Features¶

DATAMIMIC features¶

DATAMIMIC combines model-driven generation and deterministic seed-to-hash contracts in both editions. The Enterprise Edition adds auto-regressive ML, a Rust fast path, Kafka integration, advanced datasource scanning, structured logging, and richer error handling on top of the shared DSL surface. The capabilities below describe what each edition does and where they diverge.

Features are tagged by edition:

(CE) — Community Edition, the Python library and datamimic CLI. Includes some features not present in EE (MCP support, richer demographic profiles).
(EE) — Enterprise Edition, the on-prem platform (Web UI, REST API, scheduler, workers that encapsulate the EE Core engine, optional LSP). Adds Rust fast path, Kafka, advanced datasource scanning, structured logging.
(CE+EE) — DSL-level capability shared by both editions.
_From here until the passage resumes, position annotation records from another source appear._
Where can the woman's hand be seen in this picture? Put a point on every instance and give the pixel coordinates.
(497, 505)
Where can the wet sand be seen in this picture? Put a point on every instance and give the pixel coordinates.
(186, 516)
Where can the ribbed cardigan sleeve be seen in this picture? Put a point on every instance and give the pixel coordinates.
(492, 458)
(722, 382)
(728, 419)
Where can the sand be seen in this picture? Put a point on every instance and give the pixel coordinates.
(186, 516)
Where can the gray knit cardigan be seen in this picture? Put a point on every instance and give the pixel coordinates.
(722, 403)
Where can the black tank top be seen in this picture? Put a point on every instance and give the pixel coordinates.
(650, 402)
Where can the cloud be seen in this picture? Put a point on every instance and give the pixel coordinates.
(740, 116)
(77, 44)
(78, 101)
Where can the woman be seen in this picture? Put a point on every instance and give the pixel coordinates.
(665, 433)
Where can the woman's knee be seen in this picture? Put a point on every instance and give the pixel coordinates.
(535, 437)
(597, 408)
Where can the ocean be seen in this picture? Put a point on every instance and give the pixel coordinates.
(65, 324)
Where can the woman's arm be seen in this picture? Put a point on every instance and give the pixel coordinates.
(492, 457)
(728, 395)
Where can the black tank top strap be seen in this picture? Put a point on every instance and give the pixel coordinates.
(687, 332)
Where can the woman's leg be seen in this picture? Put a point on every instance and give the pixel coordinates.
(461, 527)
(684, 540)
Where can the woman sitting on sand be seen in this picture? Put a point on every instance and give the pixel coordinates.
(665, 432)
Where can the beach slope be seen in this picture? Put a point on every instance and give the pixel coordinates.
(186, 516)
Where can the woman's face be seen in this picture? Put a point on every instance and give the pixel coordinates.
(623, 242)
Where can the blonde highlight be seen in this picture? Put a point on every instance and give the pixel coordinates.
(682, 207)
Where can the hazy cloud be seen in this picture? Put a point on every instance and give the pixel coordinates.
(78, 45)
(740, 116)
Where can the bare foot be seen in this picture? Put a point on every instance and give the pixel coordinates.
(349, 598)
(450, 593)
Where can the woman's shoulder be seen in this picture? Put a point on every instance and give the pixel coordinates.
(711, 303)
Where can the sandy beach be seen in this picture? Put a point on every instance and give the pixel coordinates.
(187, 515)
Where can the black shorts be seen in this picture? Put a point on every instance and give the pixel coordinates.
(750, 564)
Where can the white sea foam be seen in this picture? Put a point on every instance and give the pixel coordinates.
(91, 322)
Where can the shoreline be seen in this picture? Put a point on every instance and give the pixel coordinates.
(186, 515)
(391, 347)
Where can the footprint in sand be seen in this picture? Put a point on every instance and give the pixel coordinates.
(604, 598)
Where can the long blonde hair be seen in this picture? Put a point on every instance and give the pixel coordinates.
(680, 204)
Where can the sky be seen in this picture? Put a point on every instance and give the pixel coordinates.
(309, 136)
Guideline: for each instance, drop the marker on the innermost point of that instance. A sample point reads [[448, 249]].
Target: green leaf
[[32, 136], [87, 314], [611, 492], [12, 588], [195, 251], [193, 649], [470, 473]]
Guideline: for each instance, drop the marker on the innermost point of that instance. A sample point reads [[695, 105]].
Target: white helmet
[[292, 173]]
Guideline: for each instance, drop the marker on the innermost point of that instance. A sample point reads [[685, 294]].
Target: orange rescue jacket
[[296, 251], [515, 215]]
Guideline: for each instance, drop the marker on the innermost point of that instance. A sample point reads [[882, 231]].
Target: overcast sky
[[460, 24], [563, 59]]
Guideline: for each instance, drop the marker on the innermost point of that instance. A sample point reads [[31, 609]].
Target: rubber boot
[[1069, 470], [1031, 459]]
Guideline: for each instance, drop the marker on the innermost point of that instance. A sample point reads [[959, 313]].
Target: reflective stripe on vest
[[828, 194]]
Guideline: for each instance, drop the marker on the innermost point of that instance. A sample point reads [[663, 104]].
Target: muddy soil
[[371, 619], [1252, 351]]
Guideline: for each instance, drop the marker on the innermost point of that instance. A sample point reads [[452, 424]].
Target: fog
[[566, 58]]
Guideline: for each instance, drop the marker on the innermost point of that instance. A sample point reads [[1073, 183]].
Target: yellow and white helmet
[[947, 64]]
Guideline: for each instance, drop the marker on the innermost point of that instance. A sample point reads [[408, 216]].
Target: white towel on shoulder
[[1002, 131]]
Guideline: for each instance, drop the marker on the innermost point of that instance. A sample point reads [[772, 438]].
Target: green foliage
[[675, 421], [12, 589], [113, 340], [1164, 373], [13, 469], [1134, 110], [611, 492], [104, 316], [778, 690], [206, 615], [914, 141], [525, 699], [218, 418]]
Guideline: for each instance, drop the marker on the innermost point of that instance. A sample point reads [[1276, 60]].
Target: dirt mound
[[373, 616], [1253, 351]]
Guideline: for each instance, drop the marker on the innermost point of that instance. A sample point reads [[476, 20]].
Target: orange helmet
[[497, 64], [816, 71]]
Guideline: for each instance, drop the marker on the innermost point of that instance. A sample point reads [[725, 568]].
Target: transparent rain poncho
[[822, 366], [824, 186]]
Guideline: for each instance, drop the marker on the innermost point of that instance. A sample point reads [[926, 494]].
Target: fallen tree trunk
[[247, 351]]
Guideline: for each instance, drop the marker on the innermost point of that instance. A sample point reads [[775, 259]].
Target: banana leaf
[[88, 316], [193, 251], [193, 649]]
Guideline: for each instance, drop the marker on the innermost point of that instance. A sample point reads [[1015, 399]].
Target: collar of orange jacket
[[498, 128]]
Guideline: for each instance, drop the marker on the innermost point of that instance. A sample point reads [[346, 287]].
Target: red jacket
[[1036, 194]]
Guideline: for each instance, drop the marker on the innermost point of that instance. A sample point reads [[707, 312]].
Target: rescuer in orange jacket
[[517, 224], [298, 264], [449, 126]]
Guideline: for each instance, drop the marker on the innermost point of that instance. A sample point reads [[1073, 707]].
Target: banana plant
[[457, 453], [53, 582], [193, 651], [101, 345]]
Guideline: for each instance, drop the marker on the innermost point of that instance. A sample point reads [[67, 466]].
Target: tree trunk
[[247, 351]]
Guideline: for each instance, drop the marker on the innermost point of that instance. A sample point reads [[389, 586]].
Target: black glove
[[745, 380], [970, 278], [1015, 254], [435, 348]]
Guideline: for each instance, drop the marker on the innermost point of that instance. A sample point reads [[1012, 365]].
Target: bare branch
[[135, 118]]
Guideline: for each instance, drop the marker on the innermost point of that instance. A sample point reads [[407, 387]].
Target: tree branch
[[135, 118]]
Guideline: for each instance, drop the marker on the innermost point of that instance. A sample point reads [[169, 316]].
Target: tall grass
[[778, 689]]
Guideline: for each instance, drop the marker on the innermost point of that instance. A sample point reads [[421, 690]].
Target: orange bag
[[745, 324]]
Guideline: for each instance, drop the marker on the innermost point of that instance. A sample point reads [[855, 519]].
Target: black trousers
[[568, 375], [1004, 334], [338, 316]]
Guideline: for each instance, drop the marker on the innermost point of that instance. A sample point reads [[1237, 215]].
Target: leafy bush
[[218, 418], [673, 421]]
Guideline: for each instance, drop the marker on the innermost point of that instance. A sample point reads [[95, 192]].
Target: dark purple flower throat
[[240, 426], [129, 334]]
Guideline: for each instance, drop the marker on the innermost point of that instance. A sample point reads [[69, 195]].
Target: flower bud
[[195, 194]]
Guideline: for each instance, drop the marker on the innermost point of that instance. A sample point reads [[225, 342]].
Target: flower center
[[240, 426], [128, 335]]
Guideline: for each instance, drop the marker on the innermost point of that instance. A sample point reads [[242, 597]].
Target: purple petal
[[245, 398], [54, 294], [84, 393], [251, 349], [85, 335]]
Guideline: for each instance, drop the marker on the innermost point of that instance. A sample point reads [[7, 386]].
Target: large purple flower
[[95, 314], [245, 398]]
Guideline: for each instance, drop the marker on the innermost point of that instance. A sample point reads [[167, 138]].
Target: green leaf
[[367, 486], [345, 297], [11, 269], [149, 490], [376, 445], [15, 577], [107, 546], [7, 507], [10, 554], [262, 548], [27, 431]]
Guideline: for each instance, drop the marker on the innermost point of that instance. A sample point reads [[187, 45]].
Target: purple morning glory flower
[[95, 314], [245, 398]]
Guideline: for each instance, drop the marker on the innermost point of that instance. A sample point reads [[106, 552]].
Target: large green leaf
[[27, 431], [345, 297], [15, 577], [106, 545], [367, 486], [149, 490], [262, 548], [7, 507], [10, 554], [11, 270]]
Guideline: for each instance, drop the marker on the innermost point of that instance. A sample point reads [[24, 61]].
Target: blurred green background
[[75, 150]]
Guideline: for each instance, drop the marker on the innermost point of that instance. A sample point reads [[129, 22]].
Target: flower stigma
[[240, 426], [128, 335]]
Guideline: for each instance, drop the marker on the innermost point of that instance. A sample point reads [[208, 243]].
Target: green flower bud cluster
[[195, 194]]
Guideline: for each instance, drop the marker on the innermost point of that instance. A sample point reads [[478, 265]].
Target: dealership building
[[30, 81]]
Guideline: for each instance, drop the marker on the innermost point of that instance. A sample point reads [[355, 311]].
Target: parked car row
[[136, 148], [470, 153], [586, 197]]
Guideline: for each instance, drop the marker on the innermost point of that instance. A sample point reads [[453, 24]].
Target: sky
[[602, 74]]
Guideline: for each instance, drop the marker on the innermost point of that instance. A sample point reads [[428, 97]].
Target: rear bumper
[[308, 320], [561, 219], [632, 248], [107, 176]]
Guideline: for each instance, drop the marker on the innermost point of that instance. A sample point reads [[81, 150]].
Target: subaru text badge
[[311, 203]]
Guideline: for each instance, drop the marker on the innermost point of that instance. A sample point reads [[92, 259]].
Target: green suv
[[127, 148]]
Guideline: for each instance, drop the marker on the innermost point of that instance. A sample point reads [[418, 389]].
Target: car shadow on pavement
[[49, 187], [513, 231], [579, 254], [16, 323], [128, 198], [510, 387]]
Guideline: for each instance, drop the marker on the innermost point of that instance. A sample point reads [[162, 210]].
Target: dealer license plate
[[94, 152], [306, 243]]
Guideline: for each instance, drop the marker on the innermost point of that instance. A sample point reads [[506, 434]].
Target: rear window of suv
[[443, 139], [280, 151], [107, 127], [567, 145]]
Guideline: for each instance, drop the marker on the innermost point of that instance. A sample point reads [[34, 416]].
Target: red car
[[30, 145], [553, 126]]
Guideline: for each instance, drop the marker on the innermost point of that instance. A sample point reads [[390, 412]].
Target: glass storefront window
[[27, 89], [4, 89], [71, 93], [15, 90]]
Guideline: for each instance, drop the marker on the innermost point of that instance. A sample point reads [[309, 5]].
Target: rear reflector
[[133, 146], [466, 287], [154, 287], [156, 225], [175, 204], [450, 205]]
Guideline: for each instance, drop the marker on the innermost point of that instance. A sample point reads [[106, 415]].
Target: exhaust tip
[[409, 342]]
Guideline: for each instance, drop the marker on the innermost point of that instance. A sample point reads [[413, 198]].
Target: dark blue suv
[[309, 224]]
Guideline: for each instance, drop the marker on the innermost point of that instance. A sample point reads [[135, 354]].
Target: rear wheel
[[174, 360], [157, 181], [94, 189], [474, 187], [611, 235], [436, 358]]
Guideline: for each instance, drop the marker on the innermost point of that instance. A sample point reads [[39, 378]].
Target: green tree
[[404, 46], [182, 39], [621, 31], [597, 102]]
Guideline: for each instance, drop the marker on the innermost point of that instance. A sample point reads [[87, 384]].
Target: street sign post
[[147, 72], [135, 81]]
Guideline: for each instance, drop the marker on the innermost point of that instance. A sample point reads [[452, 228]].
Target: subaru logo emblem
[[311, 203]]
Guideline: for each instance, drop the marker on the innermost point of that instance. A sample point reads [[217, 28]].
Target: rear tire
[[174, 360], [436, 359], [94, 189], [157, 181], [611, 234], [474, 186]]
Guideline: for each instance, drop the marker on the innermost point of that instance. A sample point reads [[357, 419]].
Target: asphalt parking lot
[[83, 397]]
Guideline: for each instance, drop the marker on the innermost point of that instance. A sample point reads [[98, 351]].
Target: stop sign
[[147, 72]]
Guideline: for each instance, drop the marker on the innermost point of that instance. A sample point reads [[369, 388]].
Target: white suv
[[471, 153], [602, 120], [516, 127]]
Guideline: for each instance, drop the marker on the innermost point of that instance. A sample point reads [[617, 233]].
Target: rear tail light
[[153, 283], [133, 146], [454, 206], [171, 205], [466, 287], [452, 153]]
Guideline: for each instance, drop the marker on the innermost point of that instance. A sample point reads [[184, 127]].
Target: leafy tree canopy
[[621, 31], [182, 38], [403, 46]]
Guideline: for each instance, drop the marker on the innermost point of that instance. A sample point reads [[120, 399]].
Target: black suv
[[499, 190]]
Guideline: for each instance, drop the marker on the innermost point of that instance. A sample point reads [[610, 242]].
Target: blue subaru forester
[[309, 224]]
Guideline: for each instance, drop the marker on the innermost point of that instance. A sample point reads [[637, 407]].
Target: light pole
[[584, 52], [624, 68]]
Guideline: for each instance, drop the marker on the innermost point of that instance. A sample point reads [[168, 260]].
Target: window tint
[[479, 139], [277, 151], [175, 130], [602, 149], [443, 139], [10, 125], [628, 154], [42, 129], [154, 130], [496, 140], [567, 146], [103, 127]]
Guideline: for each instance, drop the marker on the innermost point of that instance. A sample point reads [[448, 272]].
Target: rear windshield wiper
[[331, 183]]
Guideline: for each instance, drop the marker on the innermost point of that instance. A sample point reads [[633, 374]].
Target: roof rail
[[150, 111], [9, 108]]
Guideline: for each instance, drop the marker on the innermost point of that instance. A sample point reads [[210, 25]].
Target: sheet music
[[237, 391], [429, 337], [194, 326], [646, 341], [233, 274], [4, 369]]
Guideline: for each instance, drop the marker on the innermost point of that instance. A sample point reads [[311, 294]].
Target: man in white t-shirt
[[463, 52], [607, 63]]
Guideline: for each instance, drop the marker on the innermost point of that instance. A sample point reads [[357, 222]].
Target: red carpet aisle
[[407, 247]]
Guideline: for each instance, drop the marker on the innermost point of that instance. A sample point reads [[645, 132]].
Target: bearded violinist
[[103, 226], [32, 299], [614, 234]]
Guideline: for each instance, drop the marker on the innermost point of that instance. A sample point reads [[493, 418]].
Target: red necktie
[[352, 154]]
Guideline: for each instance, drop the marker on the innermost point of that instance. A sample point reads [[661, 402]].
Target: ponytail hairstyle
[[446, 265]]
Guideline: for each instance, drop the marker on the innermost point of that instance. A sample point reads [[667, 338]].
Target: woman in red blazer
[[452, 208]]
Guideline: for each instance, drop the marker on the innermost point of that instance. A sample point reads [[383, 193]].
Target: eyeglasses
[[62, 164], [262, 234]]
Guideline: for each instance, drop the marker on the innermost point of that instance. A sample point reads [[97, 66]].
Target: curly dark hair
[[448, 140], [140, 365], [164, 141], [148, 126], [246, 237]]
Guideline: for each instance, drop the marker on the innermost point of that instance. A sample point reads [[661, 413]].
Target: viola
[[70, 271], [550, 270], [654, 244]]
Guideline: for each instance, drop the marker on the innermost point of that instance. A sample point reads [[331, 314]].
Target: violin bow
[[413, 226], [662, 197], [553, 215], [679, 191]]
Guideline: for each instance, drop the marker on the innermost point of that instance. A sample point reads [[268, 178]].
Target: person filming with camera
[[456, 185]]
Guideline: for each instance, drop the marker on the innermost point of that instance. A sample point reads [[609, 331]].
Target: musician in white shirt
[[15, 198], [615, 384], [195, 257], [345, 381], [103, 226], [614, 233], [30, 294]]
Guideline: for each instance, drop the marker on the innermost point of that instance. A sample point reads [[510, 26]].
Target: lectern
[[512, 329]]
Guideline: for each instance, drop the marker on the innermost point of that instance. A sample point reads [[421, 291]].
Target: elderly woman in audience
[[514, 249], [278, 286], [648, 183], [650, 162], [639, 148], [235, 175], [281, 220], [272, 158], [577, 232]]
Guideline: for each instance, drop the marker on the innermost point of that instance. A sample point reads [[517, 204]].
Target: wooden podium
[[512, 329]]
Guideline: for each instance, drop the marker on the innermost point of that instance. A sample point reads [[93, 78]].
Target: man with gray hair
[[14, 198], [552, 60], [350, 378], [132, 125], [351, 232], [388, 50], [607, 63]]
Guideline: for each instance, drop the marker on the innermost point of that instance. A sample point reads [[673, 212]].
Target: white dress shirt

Model-Driven Approach (CE+EE)¶

DATAMIMIC's model-driven approach centralises test data definition:

Single source of definition: Data models are blueprints for generation. Schema, generator, and constraint changes are made once at the model level and propagate to every output target.
Abstraction over data shapes: Authors work with high-level entities and keys rather than format-specific structures, so the same model can drive SQL, JSON, XML, CSV, and EDIFACT output.
Adaptable: Changes in data formats, new data sources, or modified relationships are made inside the model. Downstream pipelines stay untouched.
Consistent and verifiable: Generation follows declared rules and constraints. Re-running a seeded model produces the same output across machines and releases.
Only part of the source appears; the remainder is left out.